Cue your event! Whether you’re planning a 5K run or a black tie silent auction, your event serves as a way to bring together your community and introduce new audiences to your mission. To inspire your community, start with these five tips to drive attendance and donations.

1. Lead with your cause

Why are supporters excited to give? It’s all about the cause. When planning your next event, keep this in mind and focus on organizing an event that emphasizes your mission. Everything from the type of event and it’s the theme, to the marketing and promotion, should hammer in on why donors should open up their pocketbooks and give.

One way to do this is to leverage aspects of your organization into the event theme. For example, walks or runs are a great fit for health-related or local community organizations. A silent auction or gala is a great way to support the arts. Incorporating what donors love about your organization keeps the “why” top of mind.

2. Define your fundraising goals

What are your objectives for the event? Are you raising a set amount of money to fund a specific thing, i.e. raising $100,000 to build a hospital? Or do you have an open-ended goal with a minimum threshold? Whatever your goal may be, define your ultimate monetary goal for the event.

Secondary goals

Do you have additional goals like increasing your social media presence or email subscriber list? Make sure to define the secondary, non-monetary goals you have for your fundraiser.

How will you get there?

There are many ways to achieve your goals, so also plan on how you will achieve those goals – will it be through 5 large donations or pledges for ongoing support?

Once you’ve flushed out your goals, communicate them to your stakeholders – both so your team is on the same page, but also so to hold yourself accountable.

3. Connect with your champions

Nonprofit events are often primarily staffed by supporters and volunteers – these supporters are critical in executing an event. The best place to start, when looking for volunteers, is with your core group of supporters.

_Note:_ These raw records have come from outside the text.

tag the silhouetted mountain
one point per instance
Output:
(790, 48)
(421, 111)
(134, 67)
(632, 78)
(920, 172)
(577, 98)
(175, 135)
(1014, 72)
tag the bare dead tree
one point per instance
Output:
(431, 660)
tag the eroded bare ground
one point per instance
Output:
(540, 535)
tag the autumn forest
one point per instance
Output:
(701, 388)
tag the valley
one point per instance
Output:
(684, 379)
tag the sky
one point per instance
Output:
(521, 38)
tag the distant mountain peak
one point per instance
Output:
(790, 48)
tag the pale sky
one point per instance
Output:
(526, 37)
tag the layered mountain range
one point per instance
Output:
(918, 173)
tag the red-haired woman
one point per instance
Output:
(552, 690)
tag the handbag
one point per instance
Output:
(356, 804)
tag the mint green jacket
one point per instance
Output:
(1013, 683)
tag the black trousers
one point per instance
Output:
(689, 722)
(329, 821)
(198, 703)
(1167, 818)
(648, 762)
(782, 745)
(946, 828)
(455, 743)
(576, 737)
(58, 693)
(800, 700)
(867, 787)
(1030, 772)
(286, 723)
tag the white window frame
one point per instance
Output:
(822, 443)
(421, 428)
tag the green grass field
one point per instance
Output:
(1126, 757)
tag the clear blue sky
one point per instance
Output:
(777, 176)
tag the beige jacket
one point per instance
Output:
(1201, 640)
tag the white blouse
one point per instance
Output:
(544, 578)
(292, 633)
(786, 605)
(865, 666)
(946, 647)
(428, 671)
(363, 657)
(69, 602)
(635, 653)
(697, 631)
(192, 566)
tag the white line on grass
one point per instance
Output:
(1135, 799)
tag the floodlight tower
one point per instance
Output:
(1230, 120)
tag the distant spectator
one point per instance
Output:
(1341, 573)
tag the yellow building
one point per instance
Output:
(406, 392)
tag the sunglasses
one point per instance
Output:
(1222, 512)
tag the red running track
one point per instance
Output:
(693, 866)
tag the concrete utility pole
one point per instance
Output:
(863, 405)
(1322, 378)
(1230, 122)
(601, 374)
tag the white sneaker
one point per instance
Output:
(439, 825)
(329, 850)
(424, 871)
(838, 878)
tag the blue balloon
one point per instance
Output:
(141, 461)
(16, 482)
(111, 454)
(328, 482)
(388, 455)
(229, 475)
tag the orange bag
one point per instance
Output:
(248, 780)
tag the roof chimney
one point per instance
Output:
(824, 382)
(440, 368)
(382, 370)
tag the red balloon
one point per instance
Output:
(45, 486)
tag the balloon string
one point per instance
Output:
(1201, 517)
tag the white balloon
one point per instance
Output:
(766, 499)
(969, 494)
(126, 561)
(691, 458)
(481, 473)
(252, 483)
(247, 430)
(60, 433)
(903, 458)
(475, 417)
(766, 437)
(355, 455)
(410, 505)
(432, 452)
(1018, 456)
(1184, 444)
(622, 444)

So, reach out and invite them to participate, especially if you’re a small or volunteer team, you should reach out to your champions early on to get them involved.

Leverage their talents

Your supporter base is likely comprised of professionals in a wide range of fields, don’t be afraid to reach out and ask for specialized support! Get the marketers in your network to support with promoting the event, and reach out to an accountant to review your budget.

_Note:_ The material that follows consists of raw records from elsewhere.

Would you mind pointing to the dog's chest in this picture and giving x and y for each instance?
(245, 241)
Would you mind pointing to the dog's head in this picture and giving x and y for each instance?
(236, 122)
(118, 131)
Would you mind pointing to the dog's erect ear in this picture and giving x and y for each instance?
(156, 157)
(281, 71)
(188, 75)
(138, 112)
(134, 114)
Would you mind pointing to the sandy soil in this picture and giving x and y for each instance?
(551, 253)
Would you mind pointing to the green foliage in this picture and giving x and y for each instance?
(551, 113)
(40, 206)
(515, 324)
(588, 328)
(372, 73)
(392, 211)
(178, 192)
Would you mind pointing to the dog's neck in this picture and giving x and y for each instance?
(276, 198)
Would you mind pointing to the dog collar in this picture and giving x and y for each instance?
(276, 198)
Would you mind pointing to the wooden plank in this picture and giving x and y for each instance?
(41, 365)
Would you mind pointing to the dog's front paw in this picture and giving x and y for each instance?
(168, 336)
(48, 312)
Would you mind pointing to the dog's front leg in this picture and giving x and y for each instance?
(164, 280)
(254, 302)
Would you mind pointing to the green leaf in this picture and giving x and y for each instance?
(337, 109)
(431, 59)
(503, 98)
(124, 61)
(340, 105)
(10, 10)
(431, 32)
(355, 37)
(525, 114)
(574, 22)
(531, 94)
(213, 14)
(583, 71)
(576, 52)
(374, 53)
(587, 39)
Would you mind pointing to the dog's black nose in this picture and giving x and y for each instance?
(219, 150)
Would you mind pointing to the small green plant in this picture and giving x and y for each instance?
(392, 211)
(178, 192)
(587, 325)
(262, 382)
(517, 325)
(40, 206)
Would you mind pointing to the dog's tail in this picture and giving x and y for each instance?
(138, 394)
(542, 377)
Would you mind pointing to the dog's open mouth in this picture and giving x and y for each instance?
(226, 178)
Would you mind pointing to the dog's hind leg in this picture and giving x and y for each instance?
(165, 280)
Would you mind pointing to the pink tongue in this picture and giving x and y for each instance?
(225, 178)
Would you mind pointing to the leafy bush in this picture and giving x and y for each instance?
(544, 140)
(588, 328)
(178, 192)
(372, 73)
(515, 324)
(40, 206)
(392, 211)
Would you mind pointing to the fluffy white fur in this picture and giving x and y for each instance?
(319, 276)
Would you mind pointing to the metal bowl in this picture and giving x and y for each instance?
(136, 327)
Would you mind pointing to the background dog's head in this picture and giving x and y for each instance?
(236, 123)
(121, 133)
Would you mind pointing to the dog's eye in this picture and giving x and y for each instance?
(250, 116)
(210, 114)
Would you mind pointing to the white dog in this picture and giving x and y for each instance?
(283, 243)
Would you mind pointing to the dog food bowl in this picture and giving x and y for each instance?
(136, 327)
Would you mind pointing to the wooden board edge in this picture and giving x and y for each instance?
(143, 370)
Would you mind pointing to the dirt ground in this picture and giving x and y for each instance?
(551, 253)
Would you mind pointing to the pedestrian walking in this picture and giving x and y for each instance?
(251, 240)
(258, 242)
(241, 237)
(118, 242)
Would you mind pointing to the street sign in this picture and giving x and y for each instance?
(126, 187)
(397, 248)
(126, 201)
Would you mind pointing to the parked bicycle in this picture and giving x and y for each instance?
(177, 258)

4. Leverage the right technology

Live events aren’t a complete rejection of technology and digital platforms. In fact, organizing a fundraiser, today Here’s the technology that will help to streamline management and planning:

  • Streamline donor management with fundraising and donor management software
  • Use social media and to drum up excitement for your event
  • Utilize project management tool, like Asana, to keep track of all of the moving pieces
  • Manage registration and ticketing on a platform like Eventbrite
  • Last, use an even app, like Guidebook, for an engaging attendee experience

5. Post-event follow-up

Data suggests that it takes 7 to 12 interactions before individuals make the decision to donate. Don’t get discouraged if every attendee doesn’t donate during your fundraiser, instead, think of it as a touchpoint in your communication plan and an opportunity to continue the conversation.

Continue engaging with attendees by creating a series of follow-up emails. Start with a Thank You, then move on to sharing tidbits and reminders from the event – share photos, insights from speakers, top moments, etc. to keep your fundraiser and cause top of mind.